Anmerkung: Die obige Typinferenz an Methoden in Scala ist derzeit übrigens nur fiktiv: Scala verwendet zwar ein strukturelles Typsystem, erzwingt aber stets die Angabe der Typen an Methodensignaturen. Primär geschieht dies wahrscheinlich aus Performancegründen, da strukturelle Typen auf der JVM nur per Reflection umgesetzt werden können.

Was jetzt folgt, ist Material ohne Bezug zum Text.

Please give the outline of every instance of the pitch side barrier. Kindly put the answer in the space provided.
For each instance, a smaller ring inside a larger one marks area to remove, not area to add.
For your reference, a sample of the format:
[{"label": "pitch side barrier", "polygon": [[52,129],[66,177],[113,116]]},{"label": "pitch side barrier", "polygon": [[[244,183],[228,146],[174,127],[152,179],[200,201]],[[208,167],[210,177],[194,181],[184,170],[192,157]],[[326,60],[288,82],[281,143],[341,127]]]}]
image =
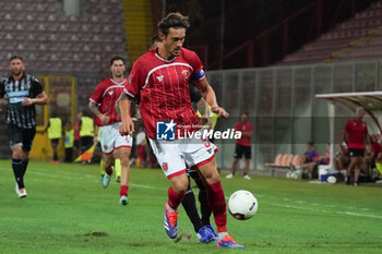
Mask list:
[{"label": "pitch side barrier", "polygon": [[327,101],[329,119],[330,119],[330,141],[331,141],[331,162],[330,168],[334,169],[333,158],[334,144],[337,140],[335,133],[335,106],[342,105],[353,113],[358,107],[363,107],[366,110],[366,118],[363,119],[368,124],[369,134],[381,134],[382,118],[382,92],[365,92],[365,93],[339,93],[339,94],[320,94],[315,95],[318,99],[325,99]]}]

Ein häufiger Vorwurf gegenüber struktrullen Typsystemen ist, dass sie unsicherer sind als nominelle Typsysteme, da strukturelle Typen zu "leicht" vertauscht werden können. Diesen Vorwurf halte ich aber nicht für sehr valide, da deratige semantische Typfehler nur sehr selten vorkommen. Und selbst wenn: Nominelle Typsysteme können als eine Unterkategorie der strukturellen Typsysteme verwendet werden. So ist es möglich, in einem grundsätzlich flexiblen strukturellen Typsystem auch die mit härteren und "sicheren" Anforderungen versehenen nonimellen Typsysteme einzusetzen.

Das populärste Beispiel hierfür ist Scala. Eigentlich verwendet die Sprache ein strukturelles Typsystem. In der Praxis wird man aber immer "objektorientiert" mit nominativen Typen, den Klassen der Objektorientierung, arbeiten. Strukturelle Typen wird man nur dann einsetzen, wenn dies aufgrund fehlender Vererbungsbeziehungen nötig wird.